Why We Miss His Humble Entry Into Our Lives:

“You can only march into this area of my life. Not that one.

You don't have to hide in a hostile world (39)

Why the Religious Leaders Were Out to Get Him:

(1) He healed a paralytic who they thought were cursed;

(2) To eating with sinners;

(3) To healing on the sabbath;

(4) To rebuking them publicly in sermons – “can the blind lead the blind;”

(5) To praising a Gentiles faith over their own;

(6) To being anointed by a sinful woman;

(7) To outright forgiveness.

Where They Could and Couldn't Pounce:

(1) The more Jesus did these things in Galilee; the more popular he became;

(2) In fact, so popular was Jesus in Galilee that Herod wouldn’t even touch him when Pilate sent him to Jesus;

(3) Now they sensed an opportunity to strike while the iron was hot. He was no longer in Galilee. He was in Jerusalem; where the religious establishment ruled.

But Jesus Entered:

(1) Riding on a donkey – implying peace;

(2) Accepting worship – Hosanna;

(3) In light of the truth – “if these people don’t cry out to me, the stones will.”

Application: We are taking the approach of slinking into a hostile city under the cover of darkness instead of riding straight into a hostile world triumphantly with the truth of the Gospel. Jesus did the exact opposite.

4. You will give an account before God as an individual away from the crowd (37)

What Happens When You Substitute Your Personal Worship for the Crowds:

(1) Opinions of Jesus in the Crowd on Palm Sunday: Hosanna. Hosanna.

(2) Opinions of Jesus in the Crowd on Good Friday: Crucify!

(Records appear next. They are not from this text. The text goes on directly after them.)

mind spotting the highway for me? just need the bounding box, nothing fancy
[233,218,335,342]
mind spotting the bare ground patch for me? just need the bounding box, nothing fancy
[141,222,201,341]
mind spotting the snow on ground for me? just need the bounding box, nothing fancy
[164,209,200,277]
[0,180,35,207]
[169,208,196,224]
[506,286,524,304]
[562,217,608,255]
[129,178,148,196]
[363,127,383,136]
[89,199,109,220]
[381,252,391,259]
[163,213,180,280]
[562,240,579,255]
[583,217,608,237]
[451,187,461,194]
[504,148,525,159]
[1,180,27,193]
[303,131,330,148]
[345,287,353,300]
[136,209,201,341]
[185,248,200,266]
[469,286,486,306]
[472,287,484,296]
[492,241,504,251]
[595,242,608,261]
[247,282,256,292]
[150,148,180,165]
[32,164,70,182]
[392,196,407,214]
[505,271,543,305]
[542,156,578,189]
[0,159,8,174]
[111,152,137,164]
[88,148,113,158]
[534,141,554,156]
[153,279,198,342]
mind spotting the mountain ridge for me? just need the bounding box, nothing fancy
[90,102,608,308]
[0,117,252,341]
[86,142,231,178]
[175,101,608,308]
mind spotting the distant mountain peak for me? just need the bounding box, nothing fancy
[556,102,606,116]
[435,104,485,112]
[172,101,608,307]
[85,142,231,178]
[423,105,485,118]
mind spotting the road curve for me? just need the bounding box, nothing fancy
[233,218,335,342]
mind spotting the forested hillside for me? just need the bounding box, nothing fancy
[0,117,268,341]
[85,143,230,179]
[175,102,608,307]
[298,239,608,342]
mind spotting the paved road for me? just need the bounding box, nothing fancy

Give us Barabbas!

What Happens When Your Worship Is Personal and Not Influenced by the Masses:

(1) There will be a season where you follow behind him; singing praises for what He’s done;

(2) There will be seasons he’ll ask you to go before him to fetch mules and lay down palm branches.


We will not stand before God and give an account of what we’ve done with Jesus in the crowds. We’ll give an account for what we’ve done with them when they have tempered. And we see him riding straight into our lives on the back of donkey.